There are two different types of external connectors that you can create: unstructured and structured.

Unstructured External Connector[edit]

Unstructured connectors allow BigID to scan files from a given data source. An example of an unstructured data source is Google Drive.

Structured External Connector[edit]

Structured connectors allow BigID to scan databases. An example of a structured connector would be our MySQL connector.

The Simplest BigID Connector[edit]

Below is sample code for the simplest REST connector you can make.

const express = require('express')
const app = express()
const port = 3000;

// This is our fake data for the connector
const FAKE_DATA = {
    Customers: [
        { Id: 1, Name: "Michael", Address: "100 World Center Drive, Orlando FL" },
        { Id: 2, Name: "Bob", Address: "1 Universal Drive, Orlando FL" },
        { Id: 3, Name: "Stewart", Address: "1 Universal Drive, Orlando FL" }
    ],
    Orders: [
        { Id: 1, Item: "banana", customerId: 2, Price: 1 }
    ]
};

/**
 * Describes all objects inside a data source
 *
 * @async
 * @param {{ domain: string; user: string; pass: string; header: string; }} login login information from BigID
 * @param {string} object name of object
 */
async function describeObjects(login) {

    const objects = [];

    // Create a new object for each table
    for (let table in FAKE_DATA) {
        let thisObject = { objectName: table, fields: [] };

        // Get field definitions for the object using the first item in each object
        for (let field in FAKE_DATA[table][0]) {
            thisObject.fields.push({ fieldName: field, fieldType: typeof FAKE_DATA[table][0][field] });
        }
        objects.push(thisObject);
    }

    return {
        status: 'success',
        objects: objects
    };
}


/**
 * Describes a specific object in the data source.
 *
 * @async
 * @param {{ domain: string; user: string; pass: string; header: string; }} login login information from BigID
 * @param {string} object name of object
 */
async function describeObject(login, object) {

    const objectFields = [];

    // Get field definitions for the object using the first item in the object
    for (let field in FAKE_DATA[object][0]) {
        thisObject.fields.push({ fieldName: field, fieldType: typeof FAKE_DATA[table][0][field] });
    }
    objectFields.push(thisObject);

    return {
        status: "success",
        objectName: object,
        fields: objectFields
    }
}

/**
 * Get records from data source for a specific object
 *
 * @async
 * @param {{ domain: string; user: string; pass: string; header: string; }} login login information from BigID
 * @param {string} object
 * @param {number} offset
 * @returns {unknown}
 */
async function getRecords(login, object, offset, count) {
    let records = [];

    // an offset defines where we should start.

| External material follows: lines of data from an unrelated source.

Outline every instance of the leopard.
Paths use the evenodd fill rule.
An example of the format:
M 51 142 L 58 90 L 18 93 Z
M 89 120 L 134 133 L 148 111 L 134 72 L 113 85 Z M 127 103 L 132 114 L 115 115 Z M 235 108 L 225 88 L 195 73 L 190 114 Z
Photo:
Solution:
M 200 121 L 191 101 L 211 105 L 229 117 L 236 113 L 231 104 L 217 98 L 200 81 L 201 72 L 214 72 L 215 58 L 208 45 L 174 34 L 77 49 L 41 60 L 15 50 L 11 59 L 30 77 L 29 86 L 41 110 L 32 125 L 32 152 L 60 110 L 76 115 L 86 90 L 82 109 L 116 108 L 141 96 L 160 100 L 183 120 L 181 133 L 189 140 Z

Use that as the starting point
    // TODO splice only elements needed
    const recordWindow = FAKE_DATA[object];

    for(let record of FAKE_DATA['object']) {
        
        let thisResult = {
            id: record.Id, // All records *must* have a unique ID for BigID to identify them
            data: []
        };
        for(let field in record){
            thisResult.data.push({fieldName: field, fieldType: typeof record[field], fieldValue: record[field]});
        }
        records.push(thisResult);
    }

    return {
        status: "success",
        records: records,
        offset: records.length
    }

}

/**
 * Get a count of the number of records of a given object type
 *
 * @async
 * @param {{ domain: string; user: string; pass: string; header: string; }} login login information from BigID
 * @param {string} object object name
 * @returns {unknown}
 */
async function countRecords(login, object) {
    return {
        status: "success",
        count: FAKE_DATA[object].length
    };
}

/**
 * Search through objects
 *
 * @param {{ domain: string; user: string; pass: string; header: string; }} login
 * @param {*} object
 * @param {*} search
 */
function search(login, object, search) {
    //TODO
}

/**
 * Returns BASIC formatted auth data from the authorization header
 *
 * @param {*} req
 * @returns {{ user: string; pass: string; header: string; }}
 */
function getAuthData(req) {
    
    if (req.headers.authorization === undefined) {
        console.log("No Login information supplied");
        res.status(401).json({
            status: 'error'
        })
        return null;
    }

    const b64auth = (req.headers.authorization || '').split(' ')[1] || ''
    const [login, password] = Buffer.from(b64auth, 'base64').toString().split(':');

    return {
        header: 'Basic ' + Buffer.from(login + ':' + password).toString('base64')
    }
}

app.get('/objects/', async (req, res) => {
    console.log(`LISTOBJS()`);

    const login = getAuthData(req);
    if (login === null) { return; }

    const obj = await describeObjects(login);
    if (obj.status === "success") {
        return res.json(obj)
    }

    return res.status(401).json(obj);
});

app.get('/objects/:object/describe', async (req, res) => {
    console.log(`DESCRIBEOBJS(object=${req.params.object})`);

    const login = getAuthData(req);
    if (login === null) { return; }

    let result = await describeObject(login, req.params.object);

    if (result.status === "success") {
        return res.json(result);
    }
    return res.status(401).json(result);

});

app.get('/objects/:object/records', async (req, res) => {
    console.log(`GETRECORDS(offset=${offset},count=${count},object=${req.params.object})`);

    const login = getAuthData(req);
    if (login === null) { return; }

    let offset = req.query.Offset || 0;
    let count = req.query.Count || 25;
    if (count > 200) { count = 200 }

    return res.json(await getRecords(login, req.params.object, offset, count));
});

app.get('/objects/:object/count', async (req, res) => {
    console.log(`COUNTRECORDS(object=${req.params.object})`);

    const login = getAuthData(req);
    if (login === null) { return; }

    return res.json(await countRecords(login, req.params.object));
});

app.listen(port, () => {
    console.log(`Sample Connector listening on port ${port}`)
});

Knowledge Check[edit]

1 What is the primary purpose of BigID connectors? (Select one)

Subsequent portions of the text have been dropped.